Taking advantage of the natural terrain, the new system known as hybrid drainage, is based on declaring drainage courses.
The work is being delivered by Goulburn-Murray Water and Goulburn Broken Catchment Management Authority.
Goulburn Broken CMA sustainable irrigation manager Carl Walters said declaring drainage courses was a cost-effective and more natural way to provide drainage in irrigation areas across the region.
“This type of system costs about a third of what we historically spent on building drains,” Mr Walters said.
“It’s a major shift from building drains, holes in the ground and structures.
“We will now use natural depressions and remove obstructions like roads and channels and other man-made structures to restore natural flow-paths.”
Mr Walters said the shift in approach was prompted by the changing needs of the region’s irrigators.
“We don’t really need to build drains anymore,” he said.
“There’s less irrigation being undertaken which means the irrigation footprint has changed.
“Therefore we have less run-off but when it rains heavily — and it will again — we need to be able to get that water off the land.”

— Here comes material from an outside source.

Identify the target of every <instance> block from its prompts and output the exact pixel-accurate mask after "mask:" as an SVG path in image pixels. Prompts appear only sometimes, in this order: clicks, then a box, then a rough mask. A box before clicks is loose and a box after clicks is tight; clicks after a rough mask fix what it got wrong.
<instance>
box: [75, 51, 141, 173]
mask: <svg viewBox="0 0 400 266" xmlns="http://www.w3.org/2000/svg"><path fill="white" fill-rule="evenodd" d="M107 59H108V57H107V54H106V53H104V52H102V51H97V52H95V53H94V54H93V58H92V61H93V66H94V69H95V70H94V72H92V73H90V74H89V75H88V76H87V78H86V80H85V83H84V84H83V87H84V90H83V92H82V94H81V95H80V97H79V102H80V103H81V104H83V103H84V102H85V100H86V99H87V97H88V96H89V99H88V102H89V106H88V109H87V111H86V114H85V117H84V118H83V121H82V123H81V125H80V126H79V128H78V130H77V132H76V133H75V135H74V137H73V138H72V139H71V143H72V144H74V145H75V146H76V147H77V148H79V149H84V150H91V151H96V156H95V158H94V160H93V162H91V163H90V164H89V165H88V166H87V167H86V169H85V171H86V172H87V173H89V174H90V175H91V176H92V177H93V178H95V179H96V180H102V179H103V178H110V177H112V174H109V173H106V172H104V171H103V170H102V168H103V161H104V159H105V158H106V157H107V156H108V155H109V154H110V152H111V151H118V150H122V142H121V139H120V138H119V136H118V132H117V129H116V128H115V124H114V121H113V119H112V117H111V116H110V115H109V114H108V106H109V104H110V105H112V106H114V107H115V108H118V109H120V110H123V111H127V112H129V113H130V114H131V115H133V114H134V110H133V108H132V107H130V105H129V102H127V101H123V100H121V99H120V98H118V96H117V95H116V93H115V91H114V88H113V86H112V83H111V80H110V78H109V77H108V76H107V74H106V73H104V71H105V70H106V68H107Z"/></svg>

The Upper Deakin catchment is located between Harston and Stanhope and was selected for the program after a strong push from irrigators to improve drainage.
G-MW's drainage program co-ordinator Carolyn Nigro said the new declaring drainage courses-based form of drainage was designed to connect and restore natural drainage lines.
“Traditional drainage hasn’t adapted to the way we irrigate now or to current farm practices,” she said.
“Now we are focused on connecting natural drainage lines and removing obstructions.
“Old drainage used to involve taking tail water from properties but these days people don’t want to waste water because it’s too precious a commodity now and they want to recycle it.”
She said heavy rain in the catchment in December 2017 proved to be a valuable tool and helped inform modelling and confirm potential obstructions to flow.